Comparison of the diplonemid community among samples

Representative diplonemid sequences from all replicates were initially subjected to a principal component analysis (‘capscale’) using the Jaccard model, and the independent grouping of three replicates from each sample was tested by a permutational multivariate analysis of variance (PERMANOVA) (‘adonis’) using the Jaccard model with vegan 2.5–6 (Oksanen ) packaged-in R 4.0.3 (R Core Team, 2016) set in RStudio Version 1.3.1093 (RStudio Team, 2020). Sequences were then manually handled and categorized based on information regarding the existence/absence of each sample among the replicates. The distance matrix for the compositions of the sequences detected in each sample in total (collectively called ‘total series’) and those shared among all three replicates of each sample (collectively called ‘shared series’) were calculated by a clustering analysis (‘vegdist’) using the Jaccard model, and clustering was performed using the complete method. The sequences that were consistently detected in all samples were subjected to a phylogenetic analysis. These sequences were added to the existing alignment and aligned using MAFFT v7.032b with a default setting (Katoh ), and sites for the phylogenetic analysis were then selected using trimAl v1.4. rev22 with the strict option, i.e., ‘-strict’ (Capella-Gutiérrez ). A maximum-likelihood tree was obtained from this dataset using RAxML v8.2.12 (Stamatakis, 2006) with the GTR+Γ+I model using bootstrap analyses (1,000 replicates). A Bayesian analysis was run using MrBayes v3.2.1 (Ronquist ) with the GTR+Γ+I model. Markov chain Monte Carlo (one cold and three heated) with default chain temperatures was run for 1×106 generations with sampling trees at 100-generation intervals. The first 4×104 generations were discarded as “burn-in” because it was confirmed that the scores of the sampled log-likelihood definitely plateaued before 4×104 generations. All data including representative sequences and the analyzed dataset are available from the corresponding author upon request.

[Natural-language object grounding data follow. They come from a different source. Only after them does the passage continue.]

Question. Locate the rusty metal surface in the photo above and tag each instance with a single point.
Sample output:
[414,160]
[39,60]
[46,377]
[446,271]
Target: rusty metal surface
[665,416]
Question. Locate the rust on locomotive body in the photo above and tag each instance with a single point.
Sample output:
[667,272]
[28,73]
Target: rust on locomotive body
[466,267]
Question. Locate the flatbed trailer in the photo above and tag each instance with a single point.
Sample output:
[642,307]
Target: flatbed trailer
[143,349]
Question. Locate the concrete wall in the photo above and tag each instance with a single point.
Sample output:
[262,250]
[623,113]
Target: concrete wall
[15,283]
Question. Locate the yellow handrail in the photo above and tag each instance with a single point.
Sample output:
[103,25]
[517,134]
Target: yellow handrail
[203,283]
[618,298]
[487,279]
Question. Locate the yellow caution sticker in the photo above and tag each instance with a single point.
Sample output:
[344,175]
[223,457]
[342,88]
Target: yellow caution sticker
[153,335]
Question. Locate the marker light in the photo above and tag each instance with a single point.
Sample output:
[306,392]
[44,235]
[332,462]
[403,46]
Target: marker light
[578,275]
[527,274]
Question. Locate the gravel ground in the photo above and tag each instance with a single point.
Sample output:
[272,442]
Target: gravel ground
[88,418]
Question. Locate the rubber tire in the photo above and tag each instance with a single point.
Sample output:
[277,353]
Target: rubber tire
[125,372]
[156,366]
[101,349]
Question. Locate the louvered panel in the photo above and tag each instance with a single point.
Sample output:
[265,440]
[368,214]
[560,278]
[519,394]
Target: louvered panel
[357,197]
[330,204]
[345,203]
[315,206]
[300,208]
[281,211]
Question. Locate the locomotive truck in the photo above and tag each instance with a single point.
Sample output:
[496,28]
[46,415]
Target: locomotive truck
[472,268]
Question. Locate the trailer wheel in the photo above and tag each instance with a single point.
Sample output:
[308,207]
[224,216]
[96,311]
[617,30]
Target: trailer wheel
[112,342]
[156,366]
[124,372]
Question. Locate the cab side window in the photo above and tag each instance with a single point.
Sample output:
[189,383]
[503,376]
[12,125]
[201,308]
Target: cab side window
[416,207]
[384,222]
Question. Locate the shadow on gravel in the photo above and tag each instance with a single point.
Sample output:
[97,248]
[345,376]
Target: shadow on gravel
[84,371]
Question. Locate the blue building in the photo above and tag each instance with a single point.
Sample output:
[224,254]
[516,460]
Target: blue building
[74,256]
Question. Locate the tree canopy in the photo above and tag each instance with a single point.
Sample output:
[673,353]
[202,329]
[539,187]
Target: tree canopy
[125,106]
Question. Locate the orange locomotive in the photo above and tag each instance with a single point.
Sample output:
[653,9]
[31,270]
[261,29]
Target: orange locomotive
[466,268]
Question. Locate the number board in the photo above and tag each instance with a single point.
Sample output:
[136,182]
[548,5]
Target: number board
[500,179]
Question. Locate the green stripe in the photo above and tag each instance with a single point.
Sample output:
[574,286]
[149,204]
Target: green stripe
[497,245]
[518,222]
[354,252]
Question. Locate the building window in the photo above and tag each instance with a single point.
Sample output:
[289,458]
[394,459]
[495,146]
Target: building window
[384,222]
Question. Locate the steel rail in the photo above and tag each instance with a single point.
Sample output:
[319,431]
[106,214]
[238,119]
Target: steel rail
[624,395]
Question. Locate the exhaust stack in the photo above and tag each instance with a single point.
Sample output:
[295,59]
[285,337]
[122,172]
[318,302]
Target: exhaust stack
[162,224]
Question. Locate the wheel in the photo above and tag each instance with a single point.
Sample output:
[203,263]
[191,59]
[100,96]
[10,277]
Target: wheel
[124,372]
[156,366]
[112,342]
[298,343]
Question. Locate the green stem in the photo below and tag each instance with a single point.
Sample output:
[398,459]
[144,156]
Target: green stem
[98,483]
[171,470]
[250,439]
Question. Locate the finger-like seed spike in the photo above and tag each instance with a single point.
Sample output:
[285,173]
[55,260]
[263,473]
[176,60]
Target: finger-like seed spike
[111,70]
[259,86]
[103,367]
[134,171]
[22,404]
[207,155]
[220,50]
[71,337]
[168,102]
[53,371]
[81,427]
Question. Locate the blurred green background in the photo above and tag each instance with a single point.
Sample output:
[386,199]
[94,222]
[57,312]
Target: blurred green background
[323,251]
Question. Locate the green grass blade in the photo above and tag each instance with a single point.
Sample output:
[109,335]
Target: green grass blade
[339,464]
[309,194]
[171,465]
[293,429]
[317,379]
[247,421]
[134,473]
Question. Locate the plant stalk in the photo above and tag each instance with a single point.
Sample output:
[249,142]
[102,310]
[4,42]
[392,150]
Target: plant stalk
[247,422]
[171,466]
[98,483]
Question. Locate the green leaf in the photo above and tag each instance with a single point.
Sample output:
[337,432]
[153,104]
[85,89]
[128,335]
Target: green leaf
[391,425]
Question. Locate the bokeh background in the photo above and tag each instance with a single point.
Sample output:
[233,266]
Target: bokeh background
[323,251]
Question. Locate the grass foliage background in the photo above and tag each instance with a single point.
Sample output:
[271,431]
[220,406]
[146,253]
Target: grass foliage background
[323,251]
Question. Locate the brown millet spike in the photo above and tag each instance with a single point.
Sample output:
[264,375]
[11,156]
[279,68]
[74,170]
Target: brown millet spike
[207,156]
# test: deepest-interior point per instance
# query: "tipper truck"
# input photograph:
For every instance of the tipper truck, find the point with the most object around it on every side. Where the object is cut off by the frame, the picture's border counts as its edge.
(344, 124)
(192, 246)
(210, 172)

Environmental variable data collection and statistical analyses

The water samples used to measure environmental variable data were collected at the same time as water collection for eDNA. The following variables were measured: temperature (°C), salinity (‰), electrical conductivity (mS cm–1), σT, the chl-a concentration (μg‍ ‍L–1), turbidity (FTU), and dissolved oxygen (DO; mg‍ ‍L–1) using a RINCO Profiler (JFE Advantech, Nishinomiya, Japan). The collected water depth referred to the information derived from each deep-sea water pumping facility (i.e., 800‍ ‍m at Akazawa and 393‍ ‍m at Yaizu). Pearson’s correlation coefficient between each pair of variables was calculated using the ‘cor’ function in R 4.0.3 (R Core Team, 2016) set in RStudio Version 1.3.1093 (RStudio Team, 2020), and variables that correlated at more than |0.9| were omitted from statistical analyses. The results of the coefficient analysis are summarized in Table S1. Statistical analyses of environmental variable data were conducted using vegan 2.5–6 packaged-in R 4.0.3 set in RStudio Version 1.3.1093. The sequence composition data of the total and shared series were subjected to a distance-based redundancy analysis (RDA) (‘dbrda’) using the Jaccard model, and the significance of each variable on the community was tested using the ‘envfit’ function on the NMDS ordinating plot (‘metaMDS’).

Results

A total of 347 diplonemid representative sequences were retrieved from the sequencing analysis of 12 replicates. Principal component analyses showed four independent groups composed of three replicates from each sample (Fig. 1B), as revealed by PERMANOVA results (P value=0.002, R=0.55426). The number of representative sequences in each sample (i.e., the number in the total series) and that of the shared sequences among the three replicates (i.e., the number in the shared series) are summarized in Fig. 2. A total of 133, 129, 137, and 154 sequences were retrieved from AK2, AK4, YA2, and YA4, respectively, and 27, 32, 40, and 40 sequences were commonly detected in all three replicates of each sample (Fig. 2A). The samples from the same locality clustered, and the dissimilarity between YA2 and YA4 was higher than that between AK2 and AK4 (Fig. 2B and C).

Fig. 2.

A. Venn diagrams showing the combination of three replicates in each sample. The numbers of representative sequences that are unique in each replicate or shared by two or three replicates are shown. The number of sequences shared by all three replicates of each sample is highlighted by white letters and a black background. The number of sequences retrieved in each replicate is shown in the bracket after the replicate name. B and C. Hierarchical clustering of four diplonemid community compositions in the total series (B) and shared series (C).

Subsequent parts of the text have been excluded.